I've worked on hunting rifles out here that have NEVER been cleaned. The bore will have a dry, grey coating. I'll set them in the cleaning cradle, soak them down well and in a few days of soakings and scrubbings, they will come out clean. Most of the problem will be jacket fouling, more than powder fouling or carbon.
Seldom have I ever seen RUST in a bore, same for the outside of most rifles. Given a minor amount of care the low RH takes care of any rust.
I grew up in New Jersey. I've seen exposed metal show rust.....overnight. And when I worked for the PD in Jersey; I took out my blued M-19 at the end of each shift and wiped it down with a silicone rag. Otherwise you were in for an UGLY surprise when you took it out for inspection each quarter!!
FN in MT
Good post, Frank.
I know what you mean about humidity NJ. I was a probation investigator for one of the northern counties in the mid 70s.

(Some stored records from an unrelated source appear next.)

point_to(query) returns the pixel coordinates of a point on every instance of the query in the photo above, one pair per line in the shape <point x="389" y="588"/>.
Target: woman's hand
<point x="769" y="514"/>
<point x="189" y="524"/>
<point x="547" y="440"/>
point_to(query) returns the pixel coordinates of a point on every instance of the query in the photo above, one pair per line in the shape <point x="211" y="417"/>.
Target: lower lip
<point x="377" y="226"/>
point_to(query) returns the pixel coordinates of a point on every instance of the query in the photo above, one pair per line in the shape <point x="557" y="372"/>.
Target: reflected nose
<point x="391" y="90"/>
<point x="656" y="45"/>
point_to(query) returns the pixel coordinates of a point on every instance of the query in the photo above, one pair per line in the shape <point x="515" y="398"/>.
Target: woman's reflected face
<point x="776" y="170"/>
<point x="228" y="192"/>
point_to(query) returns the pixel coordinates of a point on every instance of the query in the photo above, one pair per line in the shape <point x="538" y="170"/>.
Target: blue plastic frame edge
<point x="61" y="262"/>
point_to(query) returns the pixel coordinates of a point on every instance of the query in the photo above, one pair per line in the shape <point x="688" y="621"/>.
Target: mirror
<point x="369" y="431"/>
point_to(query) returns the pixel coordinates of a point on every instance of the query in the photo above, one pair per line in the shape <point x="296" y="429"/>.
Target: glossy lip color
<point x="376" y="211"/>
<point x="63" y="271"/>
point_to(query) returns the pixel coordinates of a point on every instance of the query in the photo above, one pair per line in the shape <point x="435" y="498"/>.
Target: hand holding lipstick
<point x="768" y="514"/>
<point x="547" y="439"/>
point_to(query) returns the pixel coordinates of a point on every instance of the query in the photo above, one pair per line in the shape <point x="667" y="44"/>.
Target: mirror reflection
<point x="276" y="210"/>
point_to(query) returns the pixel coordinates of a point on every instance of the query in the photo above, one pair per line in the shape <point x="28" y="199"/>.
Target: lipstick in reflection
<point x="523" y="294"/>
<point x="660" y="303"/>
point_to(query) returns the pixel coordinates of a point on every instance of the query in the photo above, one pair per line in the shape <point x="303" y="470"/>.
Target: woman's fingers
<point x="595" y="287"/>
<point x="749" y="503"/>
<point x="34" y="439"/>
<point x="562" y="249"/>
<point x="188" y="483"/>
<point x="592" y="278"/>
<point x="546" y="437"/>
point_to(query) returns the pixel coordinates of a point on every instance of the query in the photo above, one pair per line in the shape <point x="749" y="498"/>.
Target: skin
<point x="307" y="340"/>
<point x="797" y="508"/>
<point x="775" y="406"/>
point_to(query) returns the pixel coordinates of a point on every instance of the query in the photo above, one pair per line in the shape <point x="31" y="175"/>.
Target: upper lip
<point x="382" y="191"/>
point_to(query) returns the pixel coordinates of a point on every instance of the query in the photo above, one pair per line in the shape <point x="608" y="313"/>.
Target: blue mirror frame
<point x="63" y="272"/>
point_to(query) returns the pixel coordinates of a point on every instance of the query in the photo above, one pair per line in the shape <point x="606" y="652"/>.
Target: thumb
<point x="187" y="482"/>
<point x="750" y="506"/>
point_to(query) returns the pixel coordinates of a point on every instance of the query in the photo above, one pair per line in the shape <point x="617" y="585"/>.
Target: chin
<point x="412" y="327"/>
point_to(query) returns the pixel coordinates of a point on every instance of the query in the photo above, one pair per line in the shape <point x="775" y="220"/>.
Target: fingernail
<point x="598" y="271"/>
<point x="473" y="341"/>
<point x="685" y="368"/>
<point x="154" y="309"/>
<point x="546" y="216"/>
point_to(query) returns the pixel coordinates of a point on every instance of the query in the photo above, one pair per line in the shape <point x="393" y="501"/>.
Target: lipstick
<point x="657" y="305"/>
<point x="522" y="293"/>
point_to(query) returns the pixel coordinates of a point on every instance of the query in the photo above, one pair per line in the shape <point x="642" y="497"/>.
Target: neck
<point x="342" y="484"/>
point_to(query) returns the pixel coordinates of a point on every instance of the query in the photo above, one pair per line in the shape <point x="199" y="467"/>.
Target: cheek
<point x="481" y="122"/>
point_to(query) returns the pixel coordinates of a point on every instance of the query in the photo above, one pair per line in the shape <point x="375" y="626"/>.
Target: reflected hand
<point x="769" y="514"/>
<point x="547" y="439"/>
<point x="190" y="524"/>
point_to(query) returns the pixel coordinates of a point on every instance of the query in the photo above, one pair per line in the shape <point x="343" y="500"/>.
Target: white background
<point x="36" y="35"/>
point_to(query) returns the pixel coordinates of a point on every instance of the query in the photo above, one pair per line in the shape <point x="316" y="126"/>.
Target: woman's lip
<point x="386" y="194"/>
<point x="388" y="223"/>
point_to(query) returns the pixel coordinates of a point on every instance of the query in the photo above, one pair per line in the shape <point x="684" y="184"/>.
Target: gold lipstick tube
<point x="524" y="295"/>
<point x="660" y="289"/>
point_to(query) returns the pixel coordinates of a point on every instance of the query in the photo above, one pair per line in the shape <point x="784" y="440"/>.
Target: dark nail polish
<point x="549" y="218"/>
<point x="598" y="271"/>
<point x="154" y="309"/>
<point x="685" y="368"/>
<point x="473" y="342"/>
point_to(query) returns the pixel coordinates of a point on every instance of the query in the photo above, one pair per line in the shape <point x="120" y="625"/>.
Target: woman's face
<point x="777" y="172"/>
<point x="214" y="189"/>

I also agree with you that a rigorous cleaning is not always necessary under all conditions. If the relative humidity usually doesn't hit 20% where are you have nothing to worry about as far as it affecting your firearms adversely.
The Green Machine reinforced firearms cleaning to me, that's for sure. I feel guilty if I leave a firearm dirty for 1 or 2 days after firing, even if it has no bad effects on the weapon.
With the hard chrome barrel extensions, barrels, bolt carriers and some bolts(ie: Colt Mod 601, early XM series also) on AR-15s, you have to work hard to ruin them. Likewise, excepting Yugoslavian AKs, all the rest have chrome barrels and chambers. Always did.
I'm glad to get all this informantion about the corrosive ammo and cleaning. I live in miami which has a high humidity most of the time. Forty percent humidity would be a low number for us.
I do use black powder and clean them with soap and water but I have'nt cleaned my M&P 5.45 any different than any of my other rifles. I only use solvent on it and no water at all. I even let it sit for a few days and there are'nt any signs of corrosion at all.
I have an old AK47 that has shot only the worst ammo I can find and that one has no problems with corrosion either.
Might it be better for me to switch to soap and water when I use corrosive primer ammo?